Simultaneously he shoved the spoon into the bowl with one hand and unfolded the newpaper with the other. Looking to the small print and feeding himself blindly the child began to carefully scan the fragments on the front page. He sits on his feet and rocks forward, pushing the paper from the side of his bowl to right in front of it. Suspending his torso over the cereal bowl, he begins to read:

"Texas Polyamy Raid May Pose Risk" is the first headline on page A1. The word polygamist, the name “Short Creek” and the phrase Fundamentalist Church of Jesus Christ of Latter-day Saints, in their uncertainty intrigue the tiny figure. Like a plate techtonic he shifts back to spoon another bite into his gob. Uncertainty begets significance, and the wheels start turning inside his imagination as he begins construct a blueprint for the bridge which will make the world traversable.

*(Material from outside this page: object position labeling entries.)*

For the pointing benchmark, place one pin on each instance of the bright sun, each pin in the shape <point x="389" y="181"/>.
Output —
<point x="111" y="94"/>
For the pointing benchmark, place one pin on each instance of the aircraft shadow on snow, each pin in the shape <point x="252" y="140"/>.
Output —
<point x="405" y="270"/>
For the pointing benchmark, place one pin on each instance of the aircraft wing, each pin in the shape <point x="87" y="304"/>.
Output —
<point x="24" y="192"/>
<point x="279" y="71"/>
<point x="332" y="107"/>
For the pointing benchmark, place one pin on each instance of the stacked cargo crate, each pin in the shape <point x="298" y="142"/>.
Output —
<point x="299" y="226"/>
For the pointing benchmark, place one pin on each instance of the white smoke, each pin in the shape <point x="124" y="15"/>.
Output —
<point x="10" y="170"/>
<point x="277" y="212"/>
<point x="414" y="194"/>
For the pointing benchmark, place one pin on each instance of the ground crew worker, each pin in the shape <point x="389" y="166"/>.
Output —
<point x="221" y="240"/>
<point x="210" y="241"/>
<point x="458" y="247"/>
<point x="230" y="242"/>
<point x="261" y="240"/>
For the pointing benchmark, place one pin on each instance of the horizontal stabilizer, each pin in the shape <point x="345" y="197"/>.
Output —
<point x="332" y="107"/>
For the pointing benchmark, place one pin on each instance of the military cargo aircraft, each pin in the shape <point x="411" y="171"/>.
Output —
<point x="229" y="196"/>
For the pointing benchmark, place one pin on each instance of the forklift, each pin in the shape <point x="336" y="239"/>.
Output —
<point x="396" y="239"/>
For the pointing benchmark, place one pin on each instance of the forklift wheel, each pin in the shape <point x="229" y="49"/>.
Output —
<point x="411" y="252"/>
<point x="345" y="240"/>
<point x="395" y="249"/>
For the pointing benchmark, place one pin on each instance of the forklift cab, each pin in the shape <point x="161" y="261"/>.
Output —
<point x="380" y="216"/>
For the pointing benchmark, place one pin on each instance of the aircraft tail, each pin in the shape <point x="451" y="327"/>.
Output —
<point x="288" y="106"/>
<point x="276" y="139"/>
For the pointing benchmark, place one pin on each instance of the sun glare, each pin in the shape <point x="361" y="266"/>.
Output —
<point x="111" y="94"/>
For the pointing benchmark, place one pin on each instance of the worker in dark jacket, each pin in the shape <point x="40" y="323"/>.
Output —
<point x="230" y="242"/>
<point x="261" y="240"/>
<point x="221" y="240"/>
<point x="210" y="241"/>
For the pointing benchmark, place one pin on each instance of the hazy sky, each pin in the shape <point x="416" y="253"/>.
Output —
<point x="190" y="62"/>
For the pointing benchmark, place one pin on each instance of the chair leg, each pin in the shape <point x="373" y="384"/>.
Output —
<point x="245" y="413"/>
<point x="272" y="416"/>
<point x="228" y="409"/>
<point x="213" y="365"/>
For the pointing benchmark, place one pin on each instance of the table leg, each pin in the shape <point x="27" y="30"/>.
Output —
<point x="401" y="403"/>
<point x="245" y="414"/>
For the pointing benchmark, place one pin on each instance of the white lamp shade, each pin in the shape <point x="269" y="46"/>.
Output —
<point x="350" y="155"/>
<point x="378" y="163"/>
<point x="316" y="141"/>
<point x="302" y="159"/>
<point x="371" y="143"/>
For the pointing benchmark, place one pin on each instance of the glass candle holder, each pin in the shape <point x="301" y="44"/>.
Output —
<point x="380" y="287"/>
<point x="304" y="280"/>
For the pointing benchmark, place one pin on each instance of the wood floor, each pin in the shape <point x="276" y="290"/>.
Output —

They call these children latch-key children, and I am not sure if they still exist. I speak from experience when I describe the small key which attached to a key ring built into an L.L. Bean backpack, the kind every fourth grader had. A child, a key and absent parents render a latch-key kid, and our present subject is just that. He rocks forward again, the next healine finds:
"Two Russian Cult Members 'Died Underground'". Suddenly there was a new space the bridge had to consider, the underground. The article threatened that the end of the world was near. Our latch-key child felt a cold stream rush up his spine. To calm the rapids he decided that this threat was specific to another world, a magical world, Russia. It was not the world he knew that was ending, Russia was ending, the only way in was the underground, and before he could finish reading the article he wondered, who would save them?

In this moment he carelessly dropped the spoon into the bowl, milk splashed across the print. The tiny words on pages A1, A2 and A3 mingled in a murky spot of grey. He imagined the walls and the ceiling of the underground to be paved with murky newsprint, and all of Russia to flooding milk, dripping into the underground. He desperately needed to begin work on a bridge, he needed to fit the fragements together, he needed to answer the questions that begin with why?

He glanced back over the first article and saw that 416 children were removed from the polygamist compound because a 16-year old had called on a cellphone, probably from Russia, in a cry for help. He began to piece it all together. The 16-year old called her friends in Texas to come save her from the end of the world. Since two had died already she called for a herd of children to enter into Russia through the murky underground and rescure her from the end of the world.

After sorting this out our latch-key child looked to the clock and saw that the big hand almost touched the five. He hesitated, then felt confident that he had build a solid bridge between two fragments, and so he closed the newspaper quickly, grabbed his bag and left his cereal bowl half eaten at the table. He rushed out the door and ran up the stairs of the bus and sat in the second seat where he always sat, ready to begin another schoolday, knowing that the fragments of the world did indeed fit together in some way, but that if he were to sort it all out he would have to begin waking up earlier. During the bus ride he daydreamed about the way in which the fragments from the F section of the paper could complete the fragments from the A section of the paper.

The next morning his mum will sit at the same table in the same chair. She will not eat breakfast this morning, she is filled with an emptiness, there are no fragments left on the ground, only ashes, complete separation. She will rock heartbroken over the paper, and will read, "Third Grader Kills Two Classmates".